Hacker’s latest book, with Paul Pierson of the University of California at Berkeley, is American Amnesia: How the War on Government Led Us to Forget What Made America Prosper.

Hacker and Pierson argue that it was “the strong thumb” of a largely progressive-oriented government, in tandem with “the nimble fingers of the market,” that created the broad prosperity of the post-World War II era. Conservative ideologues and corporate leaders then severed that partnership.

Anti-government activism replaced the virtuous cycle of shared prosperity that existed into the 1970s with a new cycle that’s reached its depths in today’s radical Republican-run Congress: Make government unworkable. Attack government as unworkable. Win over angry voters. Repeat.

But in today’s mad politics, growing numbers of voters seem to have gotten wise to the routine and how it’s been rigged against them. Some are gravitating toward Donald Trump, as Hacker puts it, out of “the need to put a strong man who you know is not with the program in Washington in charge.”

Sanders has the opposite vision. He’s looking to spark a people-powered reordering of what government can do, with the biggest wealth-holders paying the share of taxes that they did when America’s thriving middle class and thriving corporate sector were, together, the envy of the world.

That vision is embodied in "The People's Budget.'' a document produced by the Congressional Progressive Caucus as an alternative to the House Republican budget.

It’s based on the premise that America can break out of its slow-growth economic malaise through a $1 trillion infrastructure spending plan that would create more than 3 million jobs, increased spending on green-energy research and development, and universal access to quality education from preschool through college.

“There are two messages that come out of the progressive budget,” Hacker said. One is that “we can actually increase investment if we don’t cut taxes further on the wealthy.” The other is that “if we got tougher with the modern robber barons in the healthcare and finance and energy industries, we could actually achieve substantial savings without cutting necessary spending.”

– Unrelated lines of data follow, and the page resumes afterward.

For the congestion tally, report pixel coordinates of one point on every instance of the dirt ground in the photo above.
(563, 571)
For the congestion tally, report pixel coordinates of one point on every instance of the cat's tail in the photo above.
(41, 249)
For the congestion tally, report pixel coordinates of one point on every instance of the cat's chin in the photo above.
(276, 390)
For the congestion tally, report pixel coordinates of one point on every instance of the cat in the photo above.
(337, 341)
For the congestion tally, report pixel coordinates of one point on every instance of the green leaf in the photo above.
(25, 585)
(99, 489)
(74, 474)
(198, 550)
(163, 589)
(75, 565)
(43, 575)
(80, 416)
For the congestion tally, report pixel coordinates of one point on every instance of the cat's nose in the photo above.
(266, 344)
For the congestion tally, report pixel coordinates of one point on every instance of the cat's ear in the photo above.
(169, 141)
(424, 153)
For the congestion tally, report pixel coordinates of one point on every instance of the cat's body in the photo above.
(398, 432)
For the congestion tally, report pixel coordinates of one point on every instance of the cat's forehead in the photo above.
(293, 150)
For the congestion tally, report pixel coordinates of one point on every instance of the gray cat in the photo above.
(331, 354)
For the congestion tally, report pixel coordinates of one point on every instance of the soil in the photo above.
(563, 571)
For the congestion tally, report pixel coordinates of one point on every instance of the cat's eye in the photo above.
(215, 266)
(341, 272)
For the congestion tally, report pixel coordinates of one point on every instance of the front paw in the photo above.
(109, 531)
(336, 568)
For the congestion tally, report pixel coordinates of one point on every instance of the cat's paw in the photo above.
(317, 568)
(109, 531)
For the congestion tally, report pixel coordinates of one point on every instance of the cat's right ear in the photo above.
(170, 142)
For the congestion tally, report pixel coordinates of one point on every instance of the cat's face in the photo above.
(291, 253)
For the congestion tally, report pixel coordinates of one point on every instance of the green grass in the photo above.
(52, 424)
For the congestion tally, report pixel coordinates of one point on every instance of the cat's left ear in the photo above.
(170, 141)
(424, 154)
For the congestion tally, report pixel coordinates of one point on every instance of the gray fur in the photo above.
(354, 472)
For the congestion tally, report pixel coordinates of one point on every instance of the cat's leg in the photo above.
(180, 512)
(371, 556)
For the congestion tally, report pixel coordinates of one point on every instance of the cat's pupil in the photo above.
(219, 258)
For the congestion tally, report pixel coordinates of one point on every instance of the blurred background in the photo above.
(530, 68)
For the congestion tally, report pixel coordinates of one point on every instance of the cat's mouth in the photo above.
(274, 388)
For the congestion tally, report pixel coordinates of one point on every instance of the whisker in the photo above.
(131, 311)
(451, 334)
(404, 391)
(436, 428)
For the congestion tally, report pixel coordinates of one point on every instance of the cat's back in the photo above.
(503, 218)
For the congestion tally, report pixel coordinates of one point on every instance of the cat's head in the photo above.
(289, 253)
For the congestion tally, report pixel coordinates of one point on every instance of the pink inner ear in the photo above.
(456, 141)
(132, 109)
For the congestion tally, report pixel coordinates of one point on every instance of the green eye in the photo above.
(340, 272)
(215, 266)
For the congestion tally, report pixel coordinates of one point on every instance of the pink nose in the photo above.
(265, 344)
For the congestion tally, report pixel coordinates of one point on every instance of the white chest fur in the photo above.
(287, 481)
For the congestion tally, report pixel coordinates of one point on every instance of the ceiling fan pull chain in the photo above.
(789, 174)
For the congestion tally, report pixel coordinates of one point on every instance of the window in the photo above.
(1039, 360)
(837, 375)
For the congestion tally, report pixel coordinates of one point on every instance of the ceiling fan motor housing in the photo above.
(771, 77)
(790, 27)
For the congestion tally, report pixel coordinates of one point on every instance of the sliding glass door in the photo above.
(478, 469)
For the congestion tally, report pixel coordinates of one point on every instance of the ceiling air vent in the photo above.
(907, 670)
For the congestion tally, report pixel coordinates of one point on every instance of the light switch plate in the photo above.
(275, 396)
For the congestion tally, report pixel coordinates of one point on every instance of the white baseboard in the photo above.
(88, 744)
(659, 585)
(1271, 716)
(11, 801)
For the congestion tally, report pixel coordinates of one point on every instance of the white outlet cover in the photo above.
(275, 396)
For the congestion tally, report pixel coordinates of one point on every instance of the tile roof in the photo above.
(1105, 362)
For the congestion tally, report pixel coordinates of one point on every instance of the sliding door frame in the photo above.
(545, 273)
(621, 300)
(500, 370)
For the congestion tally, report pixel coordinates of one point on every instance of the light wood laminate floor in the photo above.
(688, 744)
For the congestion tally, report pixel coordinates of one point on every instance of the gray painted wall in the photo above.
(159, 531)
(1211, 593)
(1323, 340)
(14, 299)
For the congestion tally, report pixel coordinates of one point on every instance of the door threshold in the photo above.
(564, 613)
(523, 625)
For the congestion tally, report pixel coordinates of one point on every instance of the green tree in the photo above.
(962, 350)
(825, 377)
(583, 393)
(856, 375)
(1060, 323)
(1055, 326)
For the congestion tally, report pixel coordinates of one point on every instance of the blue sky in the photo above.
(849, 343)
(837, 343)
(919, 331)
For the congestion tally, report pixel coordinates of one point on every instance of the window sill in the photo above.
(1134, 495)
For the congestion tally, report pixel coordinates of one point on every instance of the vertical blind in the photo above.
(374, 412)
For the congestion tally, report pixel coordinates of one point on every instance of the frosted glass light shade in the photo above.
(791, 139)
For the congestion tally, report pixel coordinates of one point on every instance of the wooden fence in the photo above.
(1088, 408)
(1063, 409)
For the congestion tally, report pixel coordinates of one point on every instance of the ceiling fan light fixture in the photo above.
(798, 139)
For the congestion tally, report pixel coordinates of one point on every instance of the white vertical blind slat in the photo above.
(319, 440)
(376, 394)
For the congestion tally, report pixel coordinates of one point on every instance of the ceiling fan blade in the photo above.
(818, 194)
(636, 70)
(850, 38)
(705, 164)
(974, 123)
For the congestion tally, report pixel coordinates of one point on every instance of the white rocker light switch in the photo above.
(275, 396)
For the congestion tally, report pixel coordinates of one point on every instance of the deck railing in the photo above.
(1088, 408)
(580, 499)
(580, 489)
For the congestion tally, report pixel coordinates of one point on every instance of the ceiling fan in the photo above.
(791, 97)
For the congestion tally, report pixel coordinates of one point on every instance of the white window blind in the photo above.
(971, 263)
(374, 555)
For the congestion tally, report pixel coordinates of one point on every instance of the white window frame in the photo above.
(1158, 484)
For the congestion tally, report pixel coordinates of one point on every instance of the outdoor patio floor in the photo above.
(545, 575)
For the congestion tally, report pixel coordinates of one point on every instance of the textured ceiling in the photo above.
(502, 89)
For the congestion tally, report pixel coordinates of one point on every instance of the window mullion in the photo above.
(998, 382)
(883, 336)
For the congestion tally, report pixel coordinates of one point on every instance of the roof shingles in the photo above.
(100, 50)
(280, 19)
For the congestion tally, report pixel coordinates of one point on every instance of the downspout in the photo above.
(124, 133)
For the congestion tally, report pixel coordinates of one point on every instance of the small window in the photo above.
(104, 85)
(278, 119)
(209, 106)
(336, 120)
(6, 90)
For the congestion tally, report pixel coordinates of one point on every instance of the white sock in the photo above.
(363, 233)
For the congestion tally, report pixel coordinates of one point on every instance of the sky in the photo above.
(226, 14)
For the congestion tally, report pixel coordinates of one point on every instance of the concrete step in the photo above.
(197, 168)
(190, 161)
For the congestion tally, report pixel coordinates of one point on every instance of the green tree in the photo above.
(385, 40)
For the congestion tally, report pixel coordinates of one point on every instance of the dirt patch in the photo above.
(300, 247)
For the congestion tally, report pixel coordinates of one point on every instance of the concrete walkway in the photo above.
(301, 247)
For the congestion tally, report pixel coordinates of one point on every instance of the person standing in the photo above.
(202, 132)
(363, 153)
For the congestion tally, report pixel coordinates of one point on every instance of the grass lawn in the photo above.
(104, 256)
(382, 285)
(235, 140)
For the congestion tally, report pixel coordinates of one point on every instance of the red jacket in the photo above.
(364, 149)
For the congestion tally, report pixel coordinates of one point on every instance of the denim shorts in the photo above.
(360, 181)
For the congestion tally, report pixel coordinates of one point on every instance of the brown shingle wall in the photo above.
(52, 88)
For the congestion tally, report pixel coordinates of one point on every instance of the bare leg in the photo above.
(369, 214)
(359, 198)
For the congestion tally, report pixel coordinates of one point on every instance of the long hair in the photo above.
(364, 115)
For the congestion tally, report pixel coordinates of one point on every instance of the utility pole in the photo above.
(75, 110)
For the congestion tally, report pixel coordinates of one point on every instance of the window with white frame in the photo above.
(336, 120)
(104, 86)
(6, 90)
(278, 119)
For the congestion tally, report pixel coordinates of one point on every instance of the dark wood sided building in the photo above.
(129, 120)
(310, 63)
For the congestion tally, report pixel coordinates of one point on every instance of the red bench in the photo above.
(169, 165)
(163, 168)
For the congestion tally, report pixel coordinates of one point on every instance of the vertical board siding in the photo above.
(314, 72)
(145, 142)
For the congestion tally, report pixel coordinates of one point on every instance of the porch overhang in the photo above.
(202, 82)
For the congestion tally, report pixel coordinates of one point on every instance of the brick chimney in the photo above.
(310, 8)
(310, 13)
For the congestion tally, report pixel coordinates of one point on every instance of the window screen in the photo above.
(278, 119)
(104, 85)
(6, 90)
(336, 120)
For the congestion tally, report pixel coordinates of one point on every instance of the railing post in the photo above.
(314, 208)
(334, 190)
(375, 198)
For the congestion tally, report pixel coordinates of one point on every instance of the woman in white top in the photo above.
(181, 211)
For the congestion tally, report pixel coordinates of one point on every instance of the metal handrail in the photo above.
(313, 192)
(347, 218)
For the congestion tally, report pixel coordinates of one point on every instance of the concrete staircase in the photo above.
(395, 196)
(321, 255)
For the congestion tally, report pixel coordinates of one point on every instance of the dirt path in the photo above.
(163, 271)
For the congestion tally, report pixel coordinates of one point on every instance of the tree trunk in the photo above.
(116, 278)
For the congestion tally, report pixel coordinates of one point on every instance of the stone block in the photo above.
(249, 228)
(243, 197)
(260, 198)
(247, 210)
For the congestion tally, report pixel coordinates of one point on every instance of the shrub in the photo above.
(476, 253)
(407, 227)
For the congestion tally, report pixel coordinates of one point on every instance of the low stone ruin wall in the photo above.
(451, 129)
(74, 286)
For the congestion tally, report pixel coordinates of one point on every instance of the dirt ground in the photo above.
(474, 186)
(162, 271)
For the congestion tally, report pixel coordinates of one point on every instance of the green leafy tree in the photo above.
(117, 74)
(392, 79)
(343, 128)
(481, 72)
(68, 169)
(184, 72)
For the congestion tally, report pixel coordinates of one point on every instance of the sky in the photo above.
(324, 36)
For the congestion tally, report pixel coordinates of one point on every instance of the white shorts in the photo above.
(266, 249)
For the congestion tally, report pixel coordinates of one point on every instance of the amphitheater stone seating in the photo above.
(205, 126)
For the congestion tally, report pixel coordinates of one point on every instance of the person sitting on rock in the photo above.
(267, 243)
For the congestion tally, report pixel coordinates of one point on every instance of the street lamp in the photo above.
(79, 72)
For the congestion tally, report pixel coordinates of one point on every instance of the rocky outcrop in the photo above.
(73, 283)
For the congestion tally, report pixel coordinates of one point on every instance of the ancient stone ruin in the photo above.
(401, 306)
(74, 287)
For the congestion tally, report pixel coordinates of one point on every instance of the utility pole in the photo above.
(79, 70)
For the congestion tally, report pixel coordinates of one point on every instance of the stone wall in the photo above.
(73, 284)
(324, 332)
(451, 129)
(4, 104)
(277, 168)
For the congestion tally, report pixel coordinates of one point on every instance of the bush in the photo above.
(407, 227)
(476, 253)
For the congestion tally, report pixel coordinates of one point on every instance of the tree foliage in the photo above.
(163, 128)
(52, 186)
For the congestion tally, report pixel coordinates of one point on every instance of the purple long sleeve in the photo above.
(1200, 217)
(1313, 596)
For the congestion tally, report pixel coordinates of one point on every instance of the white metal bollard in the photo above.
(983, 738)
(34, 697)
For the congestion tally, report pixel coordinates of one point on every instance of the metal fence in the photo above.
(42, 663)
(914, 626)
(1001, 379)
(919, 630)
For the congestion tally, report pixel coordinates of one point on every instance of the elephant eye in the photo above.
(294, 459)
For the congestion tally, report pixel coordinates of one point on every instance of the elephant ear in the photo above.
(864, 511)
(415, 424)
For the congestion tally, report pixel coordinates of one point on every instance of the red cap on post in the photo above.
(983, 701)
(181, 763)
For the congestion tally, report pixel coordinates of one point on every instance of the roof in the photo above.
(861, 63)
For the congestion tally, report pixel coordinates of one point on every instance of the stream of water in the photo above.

Unfortunately, The People’s Budget won’t get close to a majority vote in Congress — and that’s if it gets a vote at all in the dysfunctional Republican House.

Yet together with the debate provoked by the Sanders campaign, Hacker says, it shows that now “we have a little bit more of an opening for the kind of conversation we should’ve had 20 or 30 years ago, when we were trashing government and abandoning all of these long-term investments that are essential to our prosperity.”

Isaiah J. Poole is the online communications director at Campaign for America’s Future (OurFuture.org).